[arin-ppml] On USG 'granting of rights' (was: ARIN-PPML 2015-2)
mike at iptrading.com
Wed Jun 3 16:05:02 EDT 2015
The point remains. You could have argued that no transfer could happen without ARIN approval.
But you didn't, instead you had negotiated language added to the sales order which was legally passive and basically dealt with buyer recitals.
Why would Nortel object? They got their money.
Why would Microsoft object? They got their addresses.
But why would ARIN twist itself in knots instead of staking their legal claim at that point?
Still no word on the queer justification coincidence? Remember that the addresses were still in use by Nortel at the time of sale and 198,000 of them wouldn't be available until various times in the future, not to go past January 31st, 2012?
How can you stand by that justification, especially since Microsoft didn't even advertise the majority of the purchased addresses for a year afterwards?
This is what we mean by evidence that ARIN does not truly seek a legal precedent be set on this matter.
And this begs the question of your assertion that ARIN "provides" the rights to the address blocks in your conversation with David Conrad.
If that were the case, why does ARIN kowtow to legal requirements (a la the L/RSA for Microsoft and other changes you make to comport with bankruptcy requirements) instead of telling the judge to stuff it because ARIN policy defines address holder rights and registry will only be changed by policy?
It seems there are these legal rights that exist outside the ARIN registry system, in particular legacy legal rights which remain untested in court.
From: John Curran [mailto:jcurran at arin.net]
Sent: Wednesday, June 03, 2015 3:34 PM
To: Mike Burns
Cc: arin-ppml at arin.net
Subject: Re: [arin-ppml] On USG 'granting of rights' (was: ARIN-PPML 2015-2)

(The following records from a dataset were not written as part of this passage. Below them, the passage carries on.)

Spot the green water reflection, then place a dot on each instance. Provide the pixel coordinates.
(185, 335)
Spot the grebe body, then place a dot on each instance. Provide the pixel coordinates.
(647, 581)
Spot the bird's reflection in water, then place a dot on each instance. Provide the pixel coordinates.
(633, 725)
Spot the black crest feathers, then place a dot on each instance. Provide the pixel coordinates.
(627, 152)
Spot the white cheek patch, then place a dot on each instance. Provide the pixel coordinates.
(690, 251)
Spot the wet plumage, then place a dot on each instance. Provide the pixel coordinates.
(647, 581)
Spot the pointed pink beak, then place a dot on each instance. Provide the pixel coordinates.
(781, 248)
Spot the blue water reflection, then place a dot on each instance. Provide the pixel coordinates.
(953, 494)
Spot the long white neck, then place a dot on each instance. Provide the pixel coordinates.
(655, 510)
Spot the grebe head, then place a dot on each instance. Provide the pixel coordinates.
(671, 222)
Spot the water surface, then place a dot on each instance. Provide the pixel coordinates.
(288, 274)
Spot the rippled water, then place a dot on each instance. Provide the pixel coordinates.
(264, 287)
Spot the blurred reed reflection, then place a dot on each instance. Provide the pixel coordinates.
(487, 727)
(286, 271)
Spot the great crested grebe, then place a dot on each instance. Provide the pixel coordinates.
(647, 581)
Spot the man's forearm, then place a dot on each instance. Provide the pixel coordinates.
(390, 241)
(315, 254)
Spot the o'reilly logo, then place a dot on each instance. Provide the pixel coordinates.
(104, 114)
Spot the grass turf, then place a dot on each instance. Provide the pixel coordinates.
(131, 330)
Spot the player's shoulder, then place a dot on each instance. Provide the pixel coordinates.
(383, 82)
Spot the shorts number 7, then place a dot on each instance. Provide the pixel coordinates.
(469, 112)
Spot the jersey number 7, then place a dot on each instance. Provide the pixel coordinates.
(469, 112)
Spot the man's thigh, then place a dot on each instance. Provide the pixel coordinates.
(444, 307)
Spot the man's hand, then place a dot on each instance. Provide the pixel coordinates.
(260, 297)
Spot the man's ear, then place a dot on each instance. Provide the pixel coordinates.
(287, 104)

On Jun 3, 2015, at 3:02 PM, Mike Burns <mike at iptrading.com> wrote:
> My recollection is not off and my statement stands. The judge, after
> consulting with counsel for Nortel on the issue, issued a motion for
> the auction to commence in which he found that Nortel had the
> exclusive right to transfer the addresses. Otherwise he couldn't
> really sell them in bankruptcy court.
ARIN wouldn’t argue that Nortel as "the party with the exclusive right to sell the addresses"; in fact, that right is specifically provided for all address holders
in the L/RSA agreements. The filing in the matter for the auction did not inform
the judge of the nature of the registry system, nor did it seek an order to sell the
addresses, only permission to hold an auction. It was only when they filed to
actually complete the sale that ARIN was notified.
> There was nothing about ARIN in that motion, the only language
> involving ARIN came after you were finally notified of the auction and
> had 30 days to negotiate with Microsoft.
On this we agree - ARIN was not notified in advance, or the original auction order would have been much clearer. We have dealt with many bankruptcy matters since that time and are seeing appropriate language now being used.
Upon engaging with Microsoft and Nortel, their revised order and amended sale agreement were similarly corrected.
To the original point, we have continuously filed to insure that bankruptcy sales are handled in compliance with policy, and that means not allowing transfers contrary to policy - we achieved that outcome in Microsoft/Nortel.
I will also note that in Nortel's original filing, Nortel made a claim of a "property interest” (not just rights of use) as well as a claim that legacy numbers are not subject to ARIN's transfer restrictions. Both of these were claims were removed from the revised filings by Nortel; feel free to ask them if you wish to why they chose not to attempt pursuing these claims.